TGF-β signaling inhibitors are generally safe and may be efficacious in several clinical applications, especially in desperate cases such as end-stage cancer or IPF. The development of these drugs may offer further therapeutic opportunities with a special consideration to the distinct limitation of each class in respect of delivery, specificity and toxicity and to the general limitations in respect of harmful off-target effects, drug individualized efficacy and contextual dependency on tumor type and clinical stage. Patient selection and timing of treatment are therefore pivotal criteria for treatment success. This personalized treatment can take place by using molecular diagnostic tools such as genetic screens and biomarkers.

7. Outlook

In order to prevent side effects and tumor drug resistance developed through long term application, future research should focus on sequential or combinatorial treatments containing anti-TGF-β drugs + ionized irradiation/ chemotherapy.
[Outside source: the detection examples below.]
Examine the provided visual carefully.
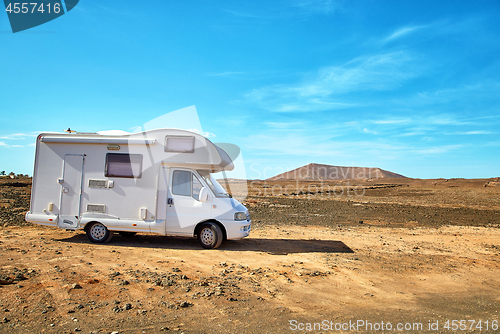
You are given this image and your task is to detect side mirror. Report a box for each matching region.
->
[198,187,208,202]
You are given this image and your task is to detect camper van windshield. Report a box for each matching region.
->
[198,170,229,197]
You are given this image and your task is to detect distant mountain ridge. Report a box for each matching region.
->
[268,163,406,181]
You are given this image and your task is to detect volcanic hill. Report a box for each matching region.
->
[268,163,406,181]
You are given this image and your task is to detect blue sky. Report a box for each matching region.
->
[0,0,500,178]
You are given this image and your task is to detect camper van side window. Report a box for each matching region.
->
[165,136,194,153]
[172,170,191,196]
[105,153,142,178]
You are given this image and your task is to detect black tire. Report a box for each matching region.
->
[197,223,224,249]
[118,231,137,238]
[86,222,113,244]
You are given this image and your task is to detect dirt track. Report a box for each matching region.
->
[0,176,500,333]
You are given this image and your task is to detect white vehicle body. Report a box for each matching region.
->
[26,129,251,248]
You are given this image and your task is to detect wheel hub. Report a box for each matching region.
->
[90,225,106,240]
[201,228,215,245]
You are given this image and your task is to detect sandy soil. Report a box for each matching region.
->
[0,176,500,333]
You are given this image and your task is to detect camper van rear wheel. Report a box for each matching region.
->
[87,222,113,244]
[118,231,137,238]
[198,223,224,248]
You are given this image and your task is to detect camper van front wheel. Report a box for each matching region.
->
[198,223,224,248]
[87,222,113,244]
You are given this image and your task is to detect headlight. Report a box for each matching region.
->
[234,212,247,220]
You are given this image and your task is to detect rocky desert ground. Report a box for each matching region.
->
[0,178,500,333]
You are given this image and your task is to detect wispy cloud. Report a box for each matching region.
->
[188,129,215,138]
[245,52,419,112]
[447,130,493,135]
[207,72,246,77]
[372,118,411,124]
[0,141,24,148]
[384,25,427,42]
[225,0,340,20]
[363,128,378,135]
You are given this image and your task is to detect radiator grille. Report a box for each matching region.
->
[87,204,106,213]
[89,180,108,188]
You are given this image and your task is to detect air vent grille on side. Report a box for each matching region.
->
[89,180,108,188]
[87,204,106,213]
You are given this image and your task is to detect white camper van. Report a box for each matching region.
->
[26,129,251,248]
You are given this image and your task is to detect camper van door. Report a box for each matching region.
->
[166,169,212,235]
[57,154,84,229]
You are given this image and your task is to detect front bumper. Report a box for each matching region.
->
[221,220,252,240]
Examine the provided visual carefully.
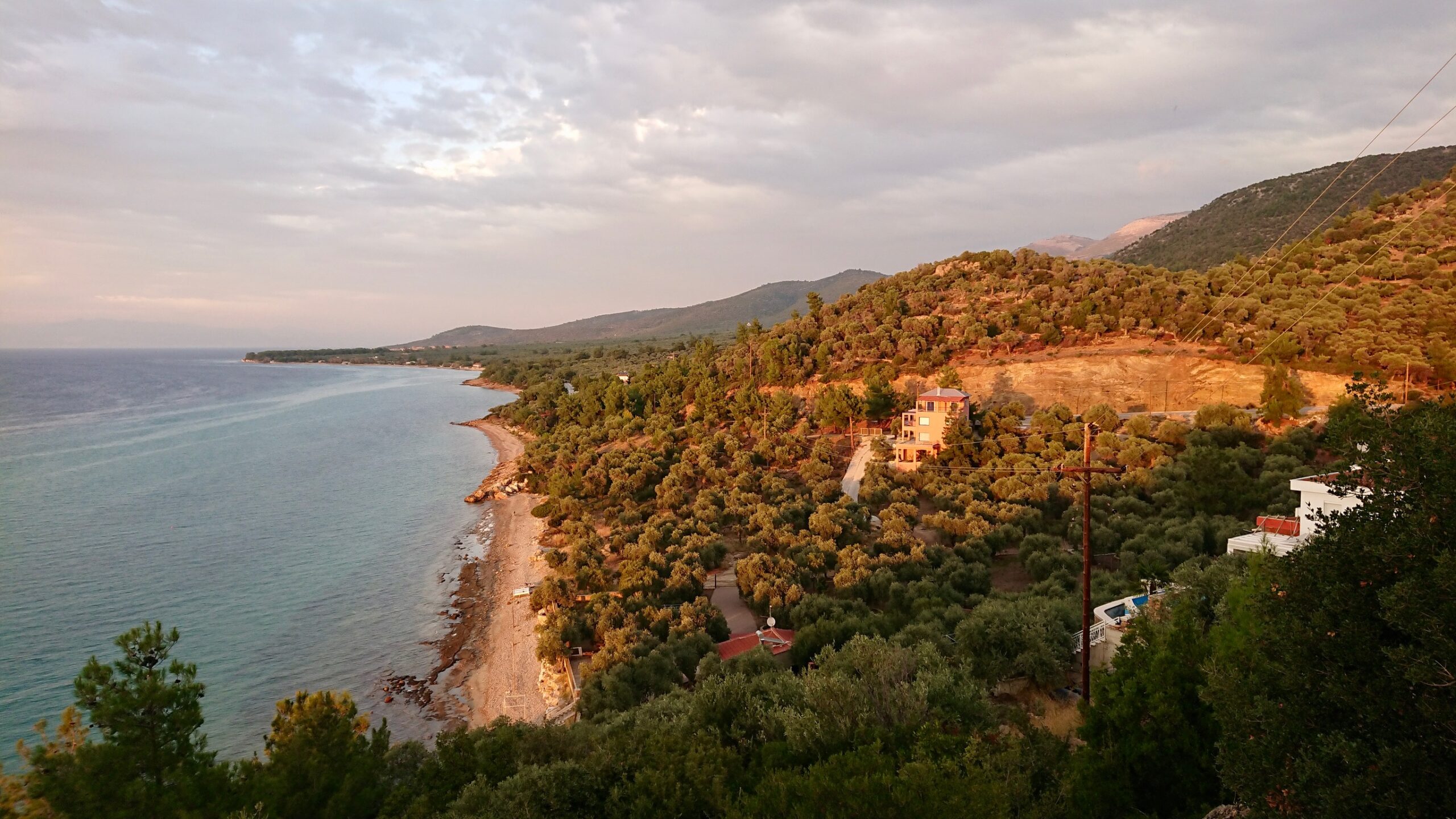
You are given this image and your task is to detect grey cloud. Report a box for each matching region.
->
[0,0,1456,344]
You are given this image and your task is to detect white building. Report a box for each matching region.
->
[1229,472,1370,555]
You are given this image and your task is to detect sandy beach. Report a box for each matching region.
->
[441,418,548,726]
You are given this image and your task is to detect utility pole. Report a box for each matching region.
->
[1057,419,1124,701]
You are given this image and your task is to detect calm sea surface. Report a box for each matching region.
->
[0,350,511,759]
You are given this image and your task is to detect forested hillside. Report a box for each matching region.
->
[1112,146,1456,270]
[11,175,1456,819]
[739,173,1456,384]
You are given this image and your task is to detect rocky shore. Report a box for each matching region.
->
[429,411,557,726]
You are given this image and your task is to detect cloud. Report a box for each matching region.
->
[0,0,1456,344]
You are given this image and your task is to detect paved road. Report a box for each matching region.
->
[708,565,759,634]
[840,436,871,500]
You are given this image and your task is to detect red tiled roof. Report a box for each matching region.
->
[1254,514,1299,537]
[718,628,793,660]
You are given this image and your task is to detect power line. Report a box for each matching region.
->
[1184,51,1456,342]
[1190,96,1456,338]
[1249,182,1451,361]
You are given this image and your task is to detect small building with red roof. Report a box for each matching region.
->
[718,628,793,663]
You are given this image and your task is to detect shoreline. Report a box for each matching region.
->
[431,411,549,727]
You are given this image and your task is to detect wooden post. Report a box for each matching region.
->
[1082,423,1092,702]
[1057,423,1124,702]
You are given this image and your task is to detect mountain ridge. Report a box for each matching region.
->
[1110,146,1456,270]
[1022,210,1191,261]
[393,268,884,347]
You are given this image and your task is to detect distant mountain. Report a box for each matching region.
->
[1112,146,1456,270]
[1025,233,1098,257]
[396,270,884,347]
[1027,212,1188,259]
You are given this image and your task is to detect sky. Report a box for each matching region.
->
[0,0,1456,348]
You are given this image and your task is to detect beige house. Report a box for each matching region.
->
[894,386,971,469]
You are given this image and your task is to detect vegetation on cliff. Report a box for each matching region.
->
[0,391,1456,817]
[11,169,1456,817]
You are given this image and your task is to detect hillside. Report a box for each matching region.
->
[756,167,1456,384]
[1025,212,1188,259]
[398,270,882,347]
[1112,146,1456,270]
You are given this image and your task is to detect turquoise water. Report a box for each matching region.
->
[0,350,511,759]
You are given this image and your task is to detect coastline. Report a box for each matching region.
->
[431,413,552,727]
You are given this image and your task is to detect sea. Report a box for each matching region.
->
[0,350,512,770]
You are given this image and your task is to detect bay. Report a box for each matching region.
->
[0,350,512,762]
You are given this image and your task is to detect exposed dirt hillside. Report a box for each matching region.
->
[954,344,1349,412]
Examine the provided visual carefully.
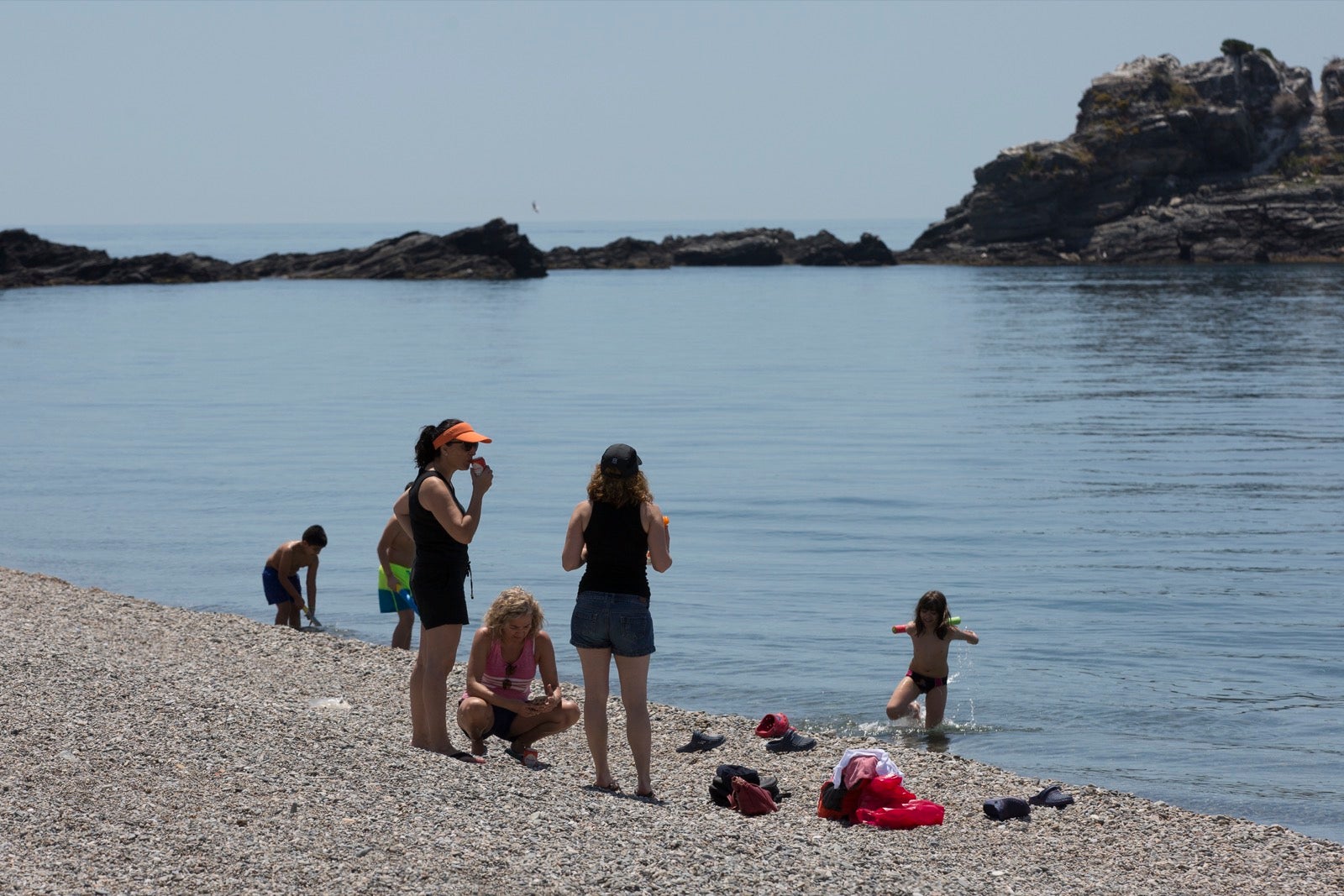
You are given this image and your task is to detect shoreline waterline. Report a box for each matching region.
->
[0,569,1344,893]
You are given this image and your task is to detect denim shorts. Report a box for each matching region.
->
[570,591,654,657]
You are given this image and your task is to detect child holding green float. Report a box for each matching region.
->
[887,591,979,728]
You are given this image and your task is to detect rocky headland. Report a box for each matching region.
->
[0,217,546,289]
[896,40,1344,265]
[546,227,895,270]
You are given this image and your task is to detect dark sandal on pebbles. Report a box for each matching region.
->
[1026,784,1074,809]
[504,747,542,768]
[984,797,1031,820]
[764,728,817,752]
[676,731,723,752]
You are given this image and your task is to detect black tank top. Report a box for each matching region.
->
[580,501,649,598]
[410,470,466,562]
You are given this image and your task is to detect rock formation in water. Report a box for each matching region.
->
[546,227,895,270]
[237,217,546,280]
[0,230,240,289]
[896,40,1344,265]
[0,217,546,289]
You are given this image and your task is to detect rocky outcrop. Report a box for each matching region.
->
[546,227,895,270]
[0,219,546,289]
[238,217,546,280]
[896,42,1344,265]
[0,230,239,289]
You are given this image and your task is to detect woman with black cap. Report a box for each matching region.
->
[392,419,495,763]
[560,445,672,799]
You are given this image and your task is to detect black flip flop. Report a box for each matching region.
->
[676,731,723,752]
[984,797,1031,820]
[448,750,486,766]
[764,728,817,752]
[1026,784,1074,809]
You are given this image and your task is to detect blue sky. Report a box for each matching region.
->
[0,0,1344,230]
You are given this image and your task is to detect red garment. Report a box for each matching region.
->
[817,762,945,831]
[728,778,780,815]
[840,757,878,790]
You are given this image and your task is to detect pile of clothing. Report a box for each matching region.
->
[817,750,945,831]
[710,764,789,815]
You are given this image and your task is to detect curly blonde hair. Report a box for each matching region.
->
[486,585,546,641]
[589,464,654,506]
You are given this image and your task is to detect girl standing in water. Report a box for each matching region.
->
[887,591,979,728]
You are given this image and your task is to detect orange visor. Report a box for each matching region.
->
[434,421,491,448]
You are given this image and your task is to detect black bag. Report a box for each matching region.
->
[710,766,789,809]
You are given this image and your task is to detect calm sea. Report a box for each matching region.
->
[0,219,1344,841]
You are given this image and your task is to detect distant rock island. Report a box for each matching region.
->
[0,217,546,289]
[546,227,895,270]
[0,217,895,289]
[896,39,1344,265]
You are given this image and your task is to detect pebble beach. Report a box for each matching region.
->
[0,569,1344,896]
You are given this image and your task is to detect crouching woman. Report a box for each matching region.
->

Concomitant targeting of several targets may be also effective due to its impact on deleterious cross-talks between those pathways.

Ultimately, a deep understanding of the interacting networks of signal pathway that regulate TGF-β outcome in tumor and host cells should allow the judicial choice of drug combination for each specific tumor type. The next several years promise to improve our understanding of approaching cancer therapy by further evaluation of TGF-β signaling inhibitors for clinical efficacy.